Author: DingJianhao, fangwei123456, Lv Liuzhenghao

This tutorial focuses on spikingjelly.activation_based.ann2snn, introduce how to convert the trained feedforward ANN to SNN and simulate it on the SpikingJelly framework.

ANN2SNN api references are here api references .

There are two sets of implementations in earlier implementations: ONNX-based and PyTorch-based. This version is based on torch.fx. Fx is specially used to transform nn.Module instances, and will natively decouple complex models when building graph intermediate representation. Let’s have a look!

Theoretical basis of ANN2SNN

Compared with ANN, the generated pulses of SNN are discrete, which is conducive to efficient communication. Today, with the popularity of ANN, the direct training of SNN requires more resources.

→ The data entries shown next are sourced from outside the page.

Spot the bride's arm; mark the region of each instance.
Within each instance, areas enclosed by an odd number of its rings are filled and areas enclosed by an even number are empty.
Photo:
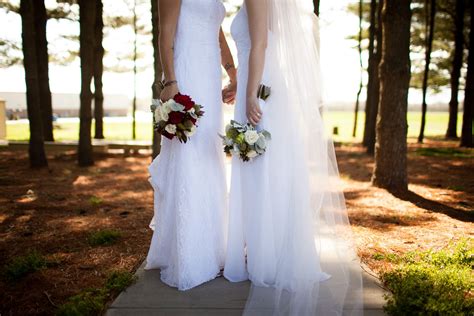
[[[180,0],[152,0],[158,1],[160,18],[159,47],[161,65],[165,75],[165,88],[161,91],[161,100],[168,101],[178,93],[178,83],[174,73],[174,39],[178,24]]]
[[[262,118],[258,105],[258,87],[262,81],[267,49],[268,18],[267,0],[245,0],[249,21],[251,49],[249,56],[249,77],[247,82],[247,118],[257,125]]]
[[[237,90],[237,71],[235,69],[234,58],[232,57],[222,28],[219,31],[219,45],[221,48],[222,67],[224,67],[230,79],[229,84],[222,90],[222,101],[224,101],[224,103],[232,103]]]

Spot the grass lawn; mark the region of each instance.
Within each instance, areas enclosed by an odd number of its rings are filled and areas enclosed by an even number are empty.
[[[325,113],[326,127],[331,132],[333,127],[338,127],[339,135],[334,136],[335,141],[351,142],[360,141],[364,129],[364,113],[359,113],[357,124],[357,136],[352,137],[352,126],[354,124],[354,114],[352,112],[334,111]],[[417,137],[420,129],[421,114],[419,112],[408,113],[408,136]],[[462,115],[458,118],[458,135],[461,131]],[[137,123],[137,139],[151,140],[151,124],[149,122]],[[426,136],[442,136],[448,126],[448,113],[433,112],[427,114]],[[94,130],[94,128],[92,129]],[[27,140],[28,124],[19,122],[7,123],[8,140]],[[104,133],[109,140],[129,140],[132,138],[131,122],[104,122]],[[56,140],[77,140],[79,135],[79,122],[59,123],[54,130]]]

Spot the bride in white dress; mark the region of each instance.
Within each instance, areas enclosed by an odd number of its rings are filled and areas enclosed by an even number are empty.
[[[321,116],[311,0],[245,0],[235,120],[272,134],[263,156],[234,157],[224,276],[250,279],[245,314],[362,314],[359,260]],[[271,87],[257,100],[259,84]]]
[[[186,144],[163,137],[161,153],[149,166],[154,232],[145,269],[161,269],[164,283],[187,290],[215,278],[224,265],[221,60],[231,79],[235,69],[220,30],[225,16],[220,0],[160,0],[159,10],[161,99],[190,95],[205,114]],[[235,93],[233,81],[224,91],[227,101]]]

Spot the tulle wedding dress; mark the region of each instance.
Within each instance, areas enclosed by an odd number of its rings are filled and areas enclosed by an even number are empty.
[[[224,276],[250,279],[244,314],[362,314],[332,141],[321,117],[318,21],[309,0],[268,0],[269,35],[259,128],[272,134],[251,162],[234,157]],[[238,49],[235,119],[246,119],[251,41],[245,4],[232,24]]]
[[[181,0],[174,46],[179,90],[204,107],[186,144],[162,138],[149,166],[154,230],[145,269],[187,290],[216,277],[226,245],[226,182],[221,141],[220,0]]]

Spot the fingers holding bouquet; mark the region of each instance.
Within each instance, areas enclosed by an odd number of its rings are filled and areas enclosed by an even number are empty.
[[[263,112],[260,108],[260,104],[257,97],[247,98],[246,114],[249,123],[253,126],[257,126],[263,116]]]
[[[176,80],[169,80],[161,83],[160,100],[166,102],[174,98],[179,93],[178,82]]]
[[[231,81],[222,89],[222,102],[232,104],[235,101],[237,95],[237,82]]]

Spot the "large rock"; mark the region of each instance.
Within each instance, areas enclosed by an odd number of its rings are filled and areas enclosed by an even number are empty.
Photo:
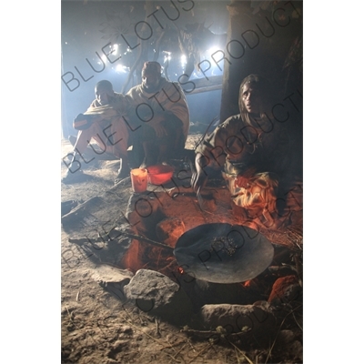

Naturally, we will think of using the now very mature ANN to convert to SNN, and hope that SNN can have similar performance. This involves the problem of how to build a bridge between ANN and SNN.

Now the mainstream way of SNN is to use frequency encoding, so for the output layer, we will use the number of neuron output pulses to judge the category. Is there a relationship between the release rate and ANN?

Fortunately, there is a strong correlation between the nonlinear activation of ReLU neurons in ANN and the firing rate of IF neurons in SNN (reset by subtracting the threshold \(V_{threshold}\) ). this feature to convert. The neuron update method mentioned here is the Soft method mentioned in Neuron tutorial.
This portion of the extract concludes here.